Jednym z nich jest swoiste nowatorstwo Lany Wachowski. Recenzenci zauważają, że reżyserka po raz kolejny przełamała bariery i pokazała, że w kinematografii praktycznie nie ma rzeczy niemożliwych. Nie trzeba zatem trzymać się utartych schematów, aby ukazać coś wartościowego, a zarazem świeżego.
Z uznaniem spotkał się również wątek miłości pomiędzy Neo i Trinity. To na tym w istocie skupia się fabuła produkcji. Ten motyw rekompensuje fanom nieco mniej widowiskowe sceny akcji czy pewne zawiłości fabularne; jest to bowiem właśnie ta filmowa miłość, która ostatecznie przezwycięża wszelkie napotkane przeszkody.

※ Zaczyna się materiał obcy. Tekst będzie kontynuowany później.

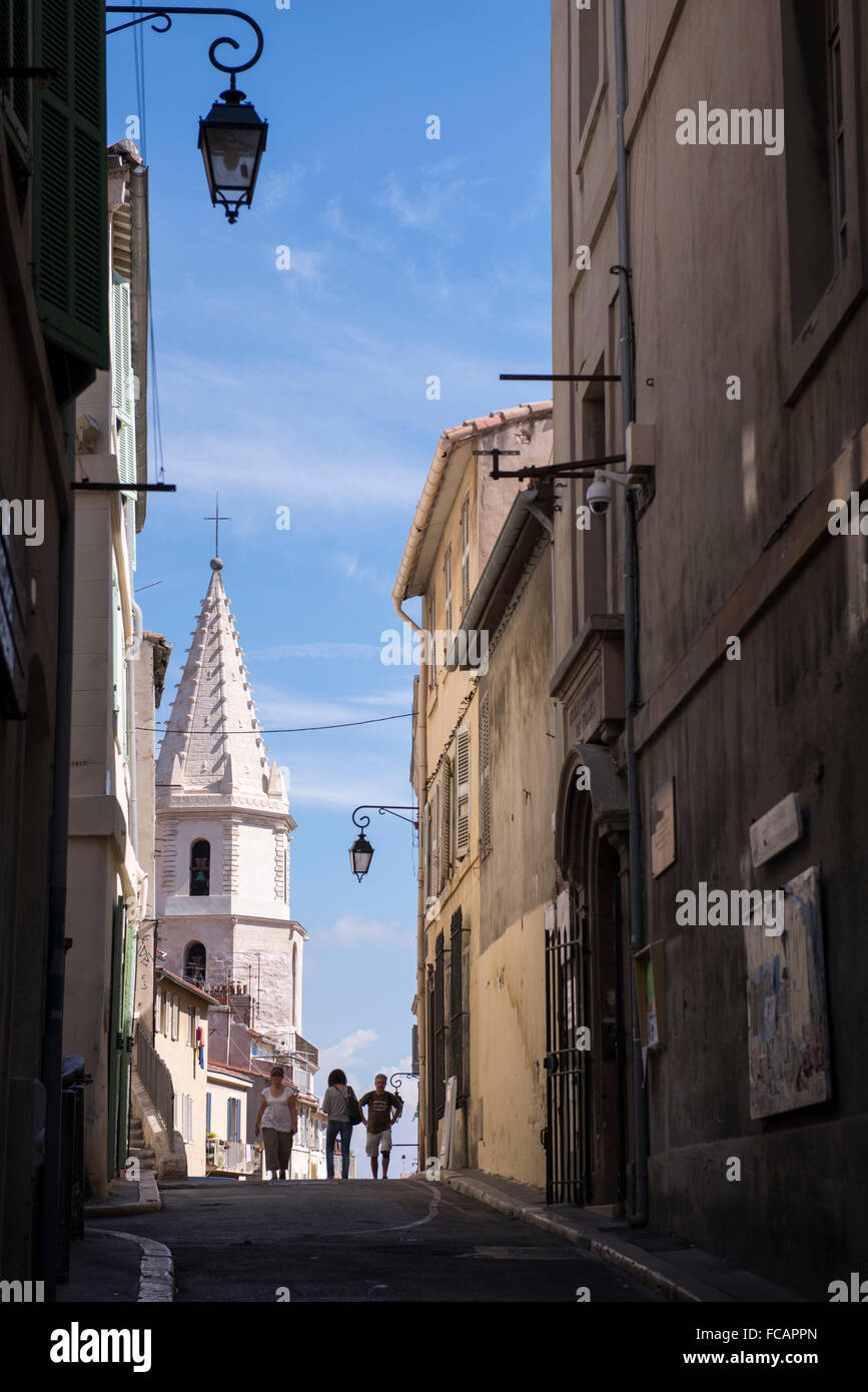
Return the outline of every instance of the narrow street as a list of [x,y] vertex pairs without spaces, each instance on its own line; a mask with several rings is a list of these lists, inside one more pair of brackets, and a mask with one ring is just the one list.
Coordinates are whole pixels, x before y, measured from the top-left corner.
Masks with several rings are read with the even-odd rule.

Krytycy chwalą także poszczególne występy aktorskie. Na uznanie zasłużyli Keanu Reeves i Carrie-Anne Moss powracający w rolach Neo i Trinity. Z nowych bohaterów wyróżniono Jessicę Henwick jako Bugs. Choć początkowo obawiano się filmu bez Laurence’a Fishburne’a, ostatecznie także Yahya Abdul-Mateen II jako nowa wersja Morfeusza zebrał pozytywne opinie.
Jednym ze wskazywanych minusów produkcji jest jej przywiązanie do filozoficznego wydźwięku i motywu déjà vu. Czwarta część Matrixa jest w tym zbyt zawiła, aby można było w pełni czerpać przyjemność z seansu. W istocie, odpowiedni charakter nadano tutaj nawet samemu faktowi powstania filmu, co może odstraszyć widzów nastawionych przede wszystkim na rozrywkę.
Jeśli sami jesteście ciekawi, jak Lanie Wachowski udało się kontynuować dzieło w pojedynkę, Matrix Zmartwychwstania obejrzycie od dzisiaj w kinach.